この記事はさとびごころVOL.42 2020 summerよりの転載となります。内容は掲載当時のものです。
4歳で発達障害の診断をもらい、小学校2年生になった息子へ。
興味があるものを見つけると、とことんハマってしまう。熱しやすく冷めにくい、しかし冷めるときは一瞬で、湯引きしたハモを氷水で締めるが如く、料理が完成すればすぐに次の料理を開始する。前回掲載した、近鉄電車に夢中な様子はすでに昔のこと、今や彼は競馬にご乱心。朝から晩まで(決して大げさな表現ではない)競馬の実況中継をし続ける。時に自ら騎手となって僕にまたがり、直線に差し掛かると猛然とムチを打つのだ。痛い。
僕に妻、3歳の娘まで競馬場のファンファーレを数種類口ずさめるようになってしまった。騎手・競走馬・順位・人気・オッズ・レース名・歴史・実況中継の一言一句、とにかく覚えてしまう。コロナでの自粛中、これらを延々と聞かされ続けた僕は、少し頭がおかしくなりそうだったが、それを察した妻が「お疲れさま」と声をかけてくれた時はずいぶん救われた。競馬禍である。
とはいえ、彼が何かに夢中になることはとても嬉しい。その凄まじい記憶力が発揮される場面に立ち会うことが、この上なく面白いのだ。
発達障害と診断され、何か特別な教育を施さねばと思っていたけど、そもそも人生で初めての子育て。
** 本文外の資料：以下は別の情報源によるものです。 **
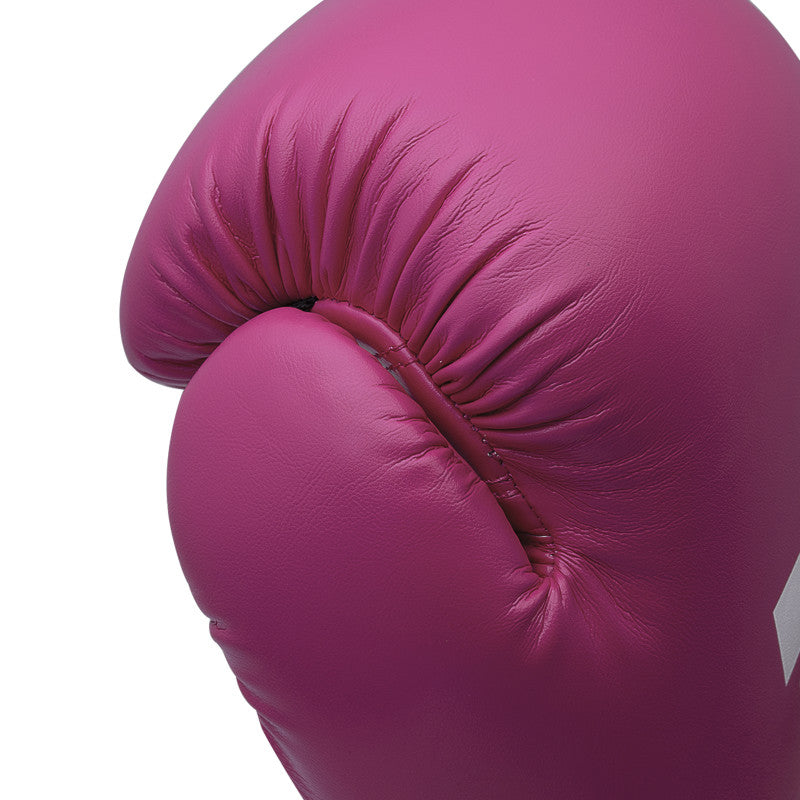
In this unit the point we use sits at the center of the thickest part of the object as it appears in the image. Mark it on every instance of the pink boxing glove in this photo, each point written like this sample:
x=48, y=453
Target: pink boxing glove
x=486, y=470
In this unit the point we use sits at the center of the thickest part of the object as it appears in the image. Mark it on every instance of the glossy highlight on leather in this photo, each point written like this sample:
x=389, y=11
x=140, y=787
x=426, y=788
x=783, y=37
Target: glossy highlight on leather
x=546, y=564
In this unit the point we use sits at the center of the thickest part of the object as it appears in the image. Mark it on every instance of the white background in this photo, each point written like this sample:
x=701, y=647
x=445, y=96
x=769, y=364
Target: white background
x=110, y=686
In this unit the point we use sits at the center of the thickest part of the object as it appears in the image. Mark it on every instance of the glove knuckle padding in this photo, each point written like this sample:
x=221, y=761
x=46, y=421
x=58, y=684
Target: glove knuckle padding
x=507, y=513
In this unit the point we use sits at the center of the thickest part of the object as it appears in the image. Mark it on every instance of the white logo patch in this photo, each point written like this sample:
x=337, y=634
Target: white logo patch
x=787, y=621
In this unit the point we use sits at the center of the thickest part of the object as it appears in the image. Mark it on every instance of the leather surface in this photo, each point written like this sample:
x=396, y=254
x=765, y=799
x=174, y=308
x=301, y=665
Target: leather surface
x=549, y=569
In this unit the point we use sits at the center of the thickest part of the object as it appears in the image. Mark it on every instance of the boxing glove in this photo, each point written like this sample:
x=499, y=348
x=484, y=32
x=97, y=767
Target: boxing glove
x=486, y=468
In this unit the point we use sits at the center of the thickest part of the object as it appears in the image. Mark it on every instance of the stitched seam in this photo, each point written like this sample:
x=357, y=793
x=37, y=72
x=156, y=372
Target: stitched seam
x=515, y=490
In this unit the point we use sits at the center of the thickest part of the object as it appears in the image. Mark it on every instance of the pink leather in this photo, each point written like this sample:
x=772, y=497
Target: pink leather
x=531, y=549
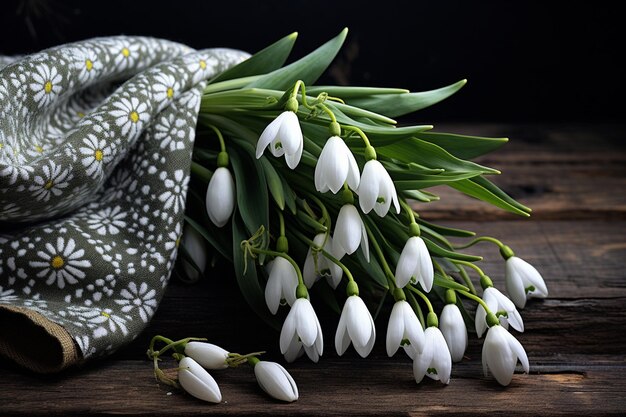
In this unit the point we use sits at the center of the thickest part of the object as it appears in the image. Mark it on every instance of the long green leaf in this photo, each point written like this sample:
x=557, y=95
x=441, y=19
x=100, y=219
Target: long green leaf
x=248, y=281
x=264, y=61
x=463, y=146
x=394, y=105
x=307, y=69
x=471, y=188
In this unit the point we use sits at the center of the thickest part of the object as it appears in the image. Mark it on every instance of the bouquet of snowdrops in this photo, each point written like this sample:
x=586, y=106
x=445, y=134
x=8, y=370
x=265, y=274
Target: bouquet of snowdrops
x=313, y=192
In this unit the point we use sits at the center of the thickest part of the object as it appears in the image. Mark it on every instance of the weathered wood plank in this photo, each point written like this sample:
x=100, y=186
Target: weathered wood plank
x=561, y=171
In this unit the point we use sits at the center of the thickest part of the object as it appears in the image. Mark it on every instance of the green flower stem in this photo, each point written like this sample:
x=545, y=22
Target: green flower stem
x=475, y=298
x=326, y=254
x=469, y=264
x=381, y=257
x=481, y=239
x=416, y=308
x=282, y=255
x=422, y=296
x=468, y=281
x=360, y=133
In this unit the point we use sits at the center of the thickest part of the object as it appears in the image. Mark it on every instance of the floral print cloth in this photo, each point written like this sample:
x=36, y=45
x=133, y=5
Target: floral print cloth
x=95, y=148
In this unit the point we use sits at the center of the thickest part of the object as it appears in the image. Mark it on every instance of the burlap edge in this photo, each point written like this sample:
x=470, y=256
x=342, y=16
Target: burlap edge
x=53, y=333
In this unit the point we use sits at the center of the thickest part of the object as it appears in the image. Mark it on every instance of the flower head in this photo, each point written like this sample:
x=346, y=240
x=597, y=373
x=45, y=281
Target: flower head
x=302, y=330
x=208, y=355
x=349, y=233
x=434, y=361
x=454, y=331
x=316, y=265
x=404, y=329
x=357, y=326
x=274, y=379
x=336, y=165
x=284, y=137
x=502, y=307
x=376, y=190
x=197, y=381
x=415, y=264
x=220, y=196
x=281, y=283
x=523, y=281
x=500, y=354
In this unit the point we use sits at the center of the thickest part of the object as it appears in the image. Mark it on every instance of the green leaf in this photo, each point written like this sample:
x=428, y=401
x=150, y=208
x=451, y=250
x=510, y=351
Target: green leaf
x=307, y=69
x=394, y=104
x=430, y=155
x=274, y=183
x=463, y=146
x=440, y=281
x=249, y=282
x=486, y=194
x=264, y=61
x=251, y=186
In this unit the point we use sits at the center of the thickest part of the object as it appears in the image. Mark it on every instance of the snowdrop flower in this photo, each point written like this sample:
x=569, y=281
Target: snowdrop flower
x=357, y=326
x=376, y=190
x=302, y=329
x=284, y=137
x=336, y=165
x=500, y=354
x=197, y=381
x=316, y=265
x=403, y=327
x=220, y=196
x=208, y=355
x=454, y=331
x=434, y=361
x=523, y=281
x=497, y=303
x=281, y=283
x=195, y=246
x=415, y=264
x=276, y=381
x=349, y=233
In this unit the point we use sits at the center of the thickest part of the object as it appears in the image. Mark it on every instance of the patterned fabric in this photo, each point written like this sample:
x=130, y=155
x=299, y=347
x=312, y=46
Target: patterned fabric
x=95, y=149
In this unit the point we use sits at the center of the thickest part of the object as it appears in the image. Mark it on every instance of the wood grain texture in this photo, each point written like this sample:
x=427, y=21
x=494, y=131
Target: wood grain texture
x=575, y=339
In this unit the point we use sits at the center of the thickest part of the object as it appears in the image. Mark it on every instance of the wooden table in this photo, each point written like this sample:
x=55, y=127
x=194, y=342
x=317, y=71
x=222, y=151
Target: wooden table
x=572, y=175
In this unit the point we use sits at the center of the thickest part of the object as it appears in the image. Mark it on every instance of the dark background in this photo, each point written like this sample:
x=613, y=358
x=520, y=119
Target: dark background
x=526, y=61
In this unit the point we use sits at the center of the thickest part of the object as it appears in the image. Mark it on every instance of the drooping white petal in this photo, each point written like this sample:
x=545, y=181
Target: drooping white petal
x=520, y=275
x=454, y=331
x=197, y=381
x=276, y=381
x=220, y=196
x=208, y=355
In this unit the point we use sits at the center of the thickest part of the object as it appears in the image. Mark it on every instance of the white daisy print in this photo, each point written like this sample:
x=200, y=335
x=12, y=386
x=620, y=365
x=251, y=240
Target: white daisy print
x=88, y=64
x=107, y=221
x=95, y=154
x=165, y=88
x=171, y=132
x=61, y=264
x=46, y=84
x=130, y=115
x=126, y=54
x=141, y=298
x=52, y=182
x=174, y=197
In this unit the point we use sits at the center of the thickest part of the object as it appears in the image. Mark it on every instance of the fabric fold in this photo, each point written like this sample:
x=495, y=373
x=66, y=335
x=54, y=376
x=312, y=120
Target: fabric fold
x=96, y=140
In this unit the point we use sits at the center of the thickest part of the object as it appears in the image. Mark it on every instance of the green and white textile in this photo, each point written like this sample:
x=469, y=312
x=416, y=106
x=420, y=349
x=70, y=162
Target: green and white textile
x=96, y=140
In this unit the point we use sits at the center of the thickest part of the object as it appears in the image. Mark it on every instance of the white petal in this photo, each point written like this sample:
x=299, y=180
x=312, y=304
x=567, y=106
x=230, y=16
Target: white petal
x=208, y=355
x=348, y=230
x=268, y=135
x=395, y=329
x=220, y=197
x=276, y=381
x=197, y=381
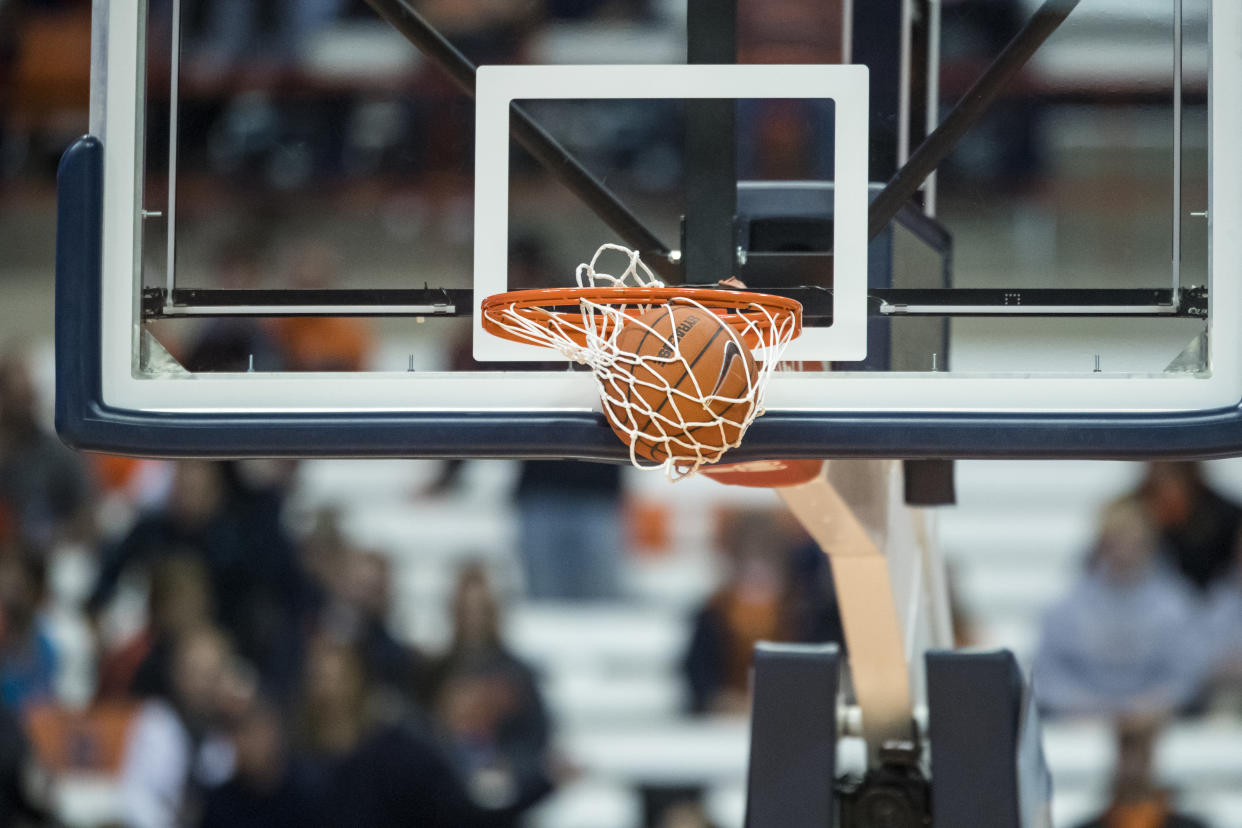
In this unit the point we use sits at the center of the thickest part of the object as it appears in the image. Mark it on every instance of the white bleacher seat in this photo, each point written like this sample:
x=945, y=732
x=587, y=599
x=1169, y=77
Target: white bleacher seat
x=606, y=42
x=981, y=534
x=606, y=636
x=682, y=752
x=678, y=580
x=1222, y=807
x=1020, y=590
x=1043, y=484
x=598, y=697
x=589, y=803
x=87, y=801
x=1072, y=808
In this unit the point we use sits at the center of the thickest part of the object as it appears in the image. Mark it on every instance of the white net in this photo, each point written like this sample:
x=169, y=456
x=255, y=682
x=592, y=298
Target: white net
x=671, y=416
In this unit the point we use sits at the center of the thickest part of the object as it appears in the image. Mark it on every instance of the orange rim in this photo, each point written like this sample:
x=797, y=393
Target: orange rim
x=740, y=309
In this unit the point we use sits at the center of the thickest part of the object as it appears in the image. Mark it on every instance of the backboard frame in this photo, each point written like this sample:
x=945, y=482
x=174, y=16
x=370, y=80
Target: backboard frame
x=920, y=416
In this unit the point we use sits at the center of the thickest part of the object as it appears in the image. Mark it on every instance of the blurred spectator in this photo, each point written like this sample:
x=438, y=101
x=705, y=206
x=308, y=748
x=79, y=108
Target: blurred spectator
x=174, y=749
x=380, y=772
x=44, y=487
x=319, y=343
x=22, y=801
x=227, y=515
x=570, y=529
x=270, y=788
x=178, y=601
x=235, y=343
x=774, y=590
x=27, y=659
x=1128, y=638
x=1138, y=802
x=1196, y=523
x=1223, y=610
x=357, y=612
x=487, y=700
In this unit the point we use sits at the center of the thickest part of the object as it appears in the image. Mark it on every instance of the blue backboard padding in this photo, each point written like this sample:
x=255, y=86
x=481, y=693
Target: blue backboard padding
x=86, y=422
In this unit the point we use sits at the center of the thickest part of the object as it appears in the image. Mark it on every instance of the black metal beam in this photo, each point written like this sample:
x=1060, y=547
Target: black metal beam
x=403, y=16
x=966, y=113
x=816, y=302
x=711, y=153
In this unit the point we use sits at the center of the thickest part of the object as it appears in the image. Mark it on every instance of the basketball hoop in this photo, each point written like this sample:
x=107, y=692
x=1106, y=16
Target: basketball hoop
x=681, y=371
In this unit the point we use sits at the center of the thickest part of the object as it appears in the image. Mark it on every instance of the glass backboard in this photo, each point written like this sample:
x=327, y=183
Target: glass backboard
x=286, y=253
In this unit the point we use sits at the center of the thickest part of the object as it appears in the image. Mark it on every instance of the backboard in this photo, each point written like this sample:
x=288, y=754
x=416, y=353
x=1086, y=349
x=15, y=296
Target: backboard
x=285, y=255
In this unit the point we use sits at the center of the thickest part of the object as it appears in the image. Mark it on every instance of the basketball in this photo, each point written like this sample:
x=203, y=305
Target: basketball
x=687, y=386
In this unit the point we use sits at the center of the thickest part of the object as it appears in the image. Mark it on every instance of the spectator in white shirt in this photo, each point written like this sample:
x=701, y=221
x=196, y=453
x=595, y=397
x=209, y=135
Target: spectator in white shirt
x=174, y=749
x=1127, y=641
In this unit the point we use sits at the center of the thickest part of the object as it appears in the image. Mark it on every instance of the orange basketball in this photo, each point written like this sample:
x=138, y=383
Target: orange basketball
x=691, y=384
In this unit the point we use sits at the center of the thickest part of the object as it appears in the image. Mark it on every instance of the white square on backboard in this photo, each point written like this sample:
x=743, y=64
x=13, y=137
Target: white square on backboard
x=846, y=86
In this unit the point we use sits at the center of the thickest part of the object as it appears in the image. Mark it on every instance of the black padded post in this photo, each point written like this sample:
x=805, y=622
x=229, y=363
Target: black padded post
x=708, y=245
x=793, y=736
x=988, y=765
x=929, y=483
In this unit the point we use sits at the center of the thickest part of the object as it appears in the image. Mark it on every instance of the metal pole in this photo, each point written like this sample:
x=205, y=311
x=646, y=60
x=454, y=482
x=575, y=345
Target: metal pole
x=533, y=138
x=966, y=113
x=1176, y=148
x=173, y=103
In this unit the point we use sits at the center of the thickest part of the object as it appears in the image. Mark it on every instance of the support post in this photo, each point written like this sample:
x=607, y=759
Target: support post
x=872, y=626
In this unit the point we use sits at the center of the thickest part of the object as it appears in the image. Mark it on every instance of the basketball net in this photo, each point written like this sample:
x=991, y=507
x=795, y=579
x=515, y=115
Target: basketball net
x=590, y=338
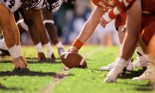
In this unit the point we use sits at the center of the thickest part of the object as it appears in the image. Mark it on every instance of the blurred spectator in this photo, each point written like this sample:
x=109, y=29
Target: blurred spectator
x=75, y=19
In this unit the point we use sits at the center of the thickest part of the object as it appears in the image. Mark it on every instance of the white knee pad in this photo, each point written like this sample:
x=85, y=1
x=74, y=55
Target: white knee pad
x=48, y=21
x=23, y=24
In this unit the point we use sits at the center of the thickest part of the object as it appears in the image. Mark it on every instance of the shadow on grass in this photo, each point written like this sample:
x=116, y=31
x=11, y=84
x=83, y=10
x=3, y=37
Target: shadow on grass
x=9, y=88
x=131, y=74
x=147, y=87
x=141, y=88
x=27, y=72
x=36, y=61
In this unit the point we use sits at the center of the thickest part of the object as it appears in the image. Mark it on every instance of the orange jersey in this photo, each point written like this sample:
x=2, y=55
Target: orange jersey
x=120, y=20
x=147, y=5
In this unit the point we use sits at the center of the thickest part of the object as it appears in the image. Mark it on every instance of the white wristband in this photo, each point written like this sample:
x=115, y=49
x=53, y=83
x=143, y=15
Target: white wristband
x=106, y=17
x=121, y=62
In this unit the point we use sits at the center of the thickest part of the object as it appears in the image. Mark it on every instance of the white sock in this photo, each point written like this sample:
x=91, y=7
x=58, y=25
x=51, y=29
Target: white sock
x=139, y=49
x=13, y=51
x=23, y=24
x=49, y=49
x=59, y=45
x=121, y=62
x=3, y=44
x=39, y=47
x=19, y=51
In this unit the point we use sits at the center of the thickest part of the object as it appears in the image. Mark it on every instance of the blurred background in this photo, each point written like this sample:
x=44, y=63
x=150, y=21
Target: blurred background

息子にとって何が良くて悪いのかなんてさっぱりだ。比較検証する材料もない。
3歳下の娘は息子とは別人で、息子から得た経験・知識はさほど応用できず、一からの子育てに近い。イヤイヤ期ってすごいね。
兄妹ですら教育のコピー& ペーストができないのだから他人は全く当てにならないのだ。一見無駄に思える知識、学校の成績向上に役立たないこと。そんなことに夢中な息子を見ていると、順調に育っているなと、のんきに構えている。大人になってから、その誰も知らない知識が君を助けてくれる。
まぁ、競馬の知識のこれからは僕には見えないけど、発展させることが君にはできるよ。
ハモ料理ができるなら、他の料理も怖くないでしょ。